Appendix B contains a website reference to scripts for generating XML data from the demographics relational tables in an Oracle Database. It also contains a script for generating the demographics.xml XML document, into an Oracle Database XML data type, using a CLOB variable. The script is stored in a zip file on the website. The website belongs to me!

You can expedite examples for this chapter in an Oracle database. Please download and execute Scripts for Oracle Database as indicated in Appendix B . The XML version of the demographics database (demographics.xml) does not include languages and occupations because the XML document would be too large.

   INSERT INTO XML(ID, XML) SELECT 2, XMLType(OBJ) FROM TMP_CLOB; COMMIT;

Now you have an XML document version of the entire demographics database stored in an XMLType in a table in that database.
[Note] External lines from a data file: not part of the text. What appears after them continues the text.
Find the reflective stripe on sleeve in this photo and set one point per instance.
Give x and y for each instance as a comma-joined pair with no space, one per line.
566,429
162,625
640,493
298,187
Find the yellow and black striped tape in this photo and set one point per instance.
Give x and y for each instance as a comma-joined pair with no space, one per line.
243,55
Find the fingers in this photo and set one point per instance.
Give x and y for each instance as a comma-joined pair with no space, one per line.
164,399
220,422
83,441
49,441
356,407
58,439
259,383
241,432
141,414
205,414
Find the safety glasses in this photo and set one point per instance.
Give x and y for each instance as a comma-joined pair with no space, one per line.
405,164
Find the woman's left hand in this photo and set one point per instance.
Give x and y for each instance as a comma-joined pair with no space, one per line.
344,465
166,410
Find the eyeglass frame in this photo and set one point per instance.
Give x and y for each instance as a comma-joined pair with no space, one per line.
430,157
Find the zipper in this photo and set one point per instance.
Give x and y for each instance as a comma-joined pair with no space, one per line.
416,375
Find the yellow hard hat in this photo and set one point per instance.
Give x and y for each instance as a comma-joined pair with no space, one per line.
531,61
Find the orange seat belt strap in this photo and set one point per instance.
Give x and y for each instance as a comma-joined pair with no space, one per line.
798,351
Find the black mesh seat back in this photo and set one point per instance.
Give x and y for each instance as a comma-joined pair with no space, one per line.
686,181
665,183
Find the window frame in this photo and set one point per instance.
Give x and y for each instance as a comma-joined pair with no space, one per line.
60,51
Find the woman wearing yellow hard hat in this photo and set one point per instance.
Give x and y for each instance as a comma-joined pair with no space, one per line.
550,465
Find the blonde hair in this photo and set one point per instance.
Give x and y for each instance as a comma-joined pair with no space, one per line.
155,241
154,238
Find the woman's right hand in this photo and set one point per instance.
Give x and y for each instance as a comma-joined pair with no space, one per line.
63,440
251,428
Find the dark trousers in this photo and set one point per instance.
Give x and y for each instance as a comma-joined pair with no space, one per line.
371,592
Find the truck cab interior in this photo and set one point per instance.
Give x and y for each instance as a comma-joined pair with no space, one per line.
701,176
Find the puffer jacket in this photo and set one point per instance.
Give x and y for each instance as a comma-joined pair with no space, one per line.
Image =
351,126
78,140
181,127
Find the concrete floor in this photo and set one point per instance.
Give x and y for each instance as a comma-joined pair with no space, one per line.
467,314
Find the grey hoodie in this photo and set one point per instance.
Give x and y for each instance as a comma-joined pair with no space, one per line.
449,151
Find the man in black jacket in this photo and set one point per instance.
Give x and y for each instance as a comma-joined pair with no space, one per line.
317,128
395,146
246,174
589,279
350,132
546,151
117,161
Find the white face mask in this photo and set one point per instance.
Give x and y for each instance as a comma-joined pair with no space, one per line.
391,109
Retrieving from XML Documents

Once XML documents are stored inside XMLType fields in tables in the database, they are fairly simple to retrieve using simple SQL with some added functions. A simple query to retrieve the demographics XML document from the database like this next one will dump the data to the display:

   SELECT XML FROM XML WHERE ID=2;

This is a partial result:

   <?xml version="1.0"?><demographics><region id="1"><name>Africa</name><population >789548670</population><area>26780325</area><country id="1" code="AG"><name>Alge ria</name><population><year year="1950" population_id="12009" population="889271 8"><births_per_1000>0</births_per_1000><deaths_per_1000>0</deaths_per_1000><migr ants_per_1000>0</migrants_per_1000><natural_increase_percent>0</natural_increase _percent><growth_rate>0</growth_rate></year><year year="1951" population_id="120 10" population="9073304"><births_per_1000>0</births_per_1000><deaths_per_1000>0< /deaths_per_1000><migrants_per_1000>0</migrants_per_1000><natural_increase_perce nt>0</natural_increase_percent><growth_rate>0</growth_rate></year><year year="19 52" population_id="12011" population="9279525"><births_per_1000>0</births_per_10 00><deaths_per_1000>0</deaths_per_1000><migrants_per_1000>0</migrants_per_1000><

Again the EXTRACT function can be used to beautify the output a little with a simple query like this:

   SELECT X.XML.EXTRACT('/*') AS test FROM XML X WHERE X.ID = 2;

Queries using XMLType data type methods do not appear to function properly in Oracle Database unless they are qualified using aliases.

This is a partial result:

   <demographics>   <region id="1">     <name>Africa</name>     <population>789548670</population>     <area>26780325</area>     <country id="1" code="AG">       <name>Algeria</name>       <population>         <year year="1950" population_id="12009" population="8892718">           <births_per_1000>0</births_per_1000>           <deaths_per_1000>0</deaths_per_1000>

What is really interesting is how to extract parts of an XML document to the display. This can be done by pattern matching and parsing through the XML document, searching for what is required.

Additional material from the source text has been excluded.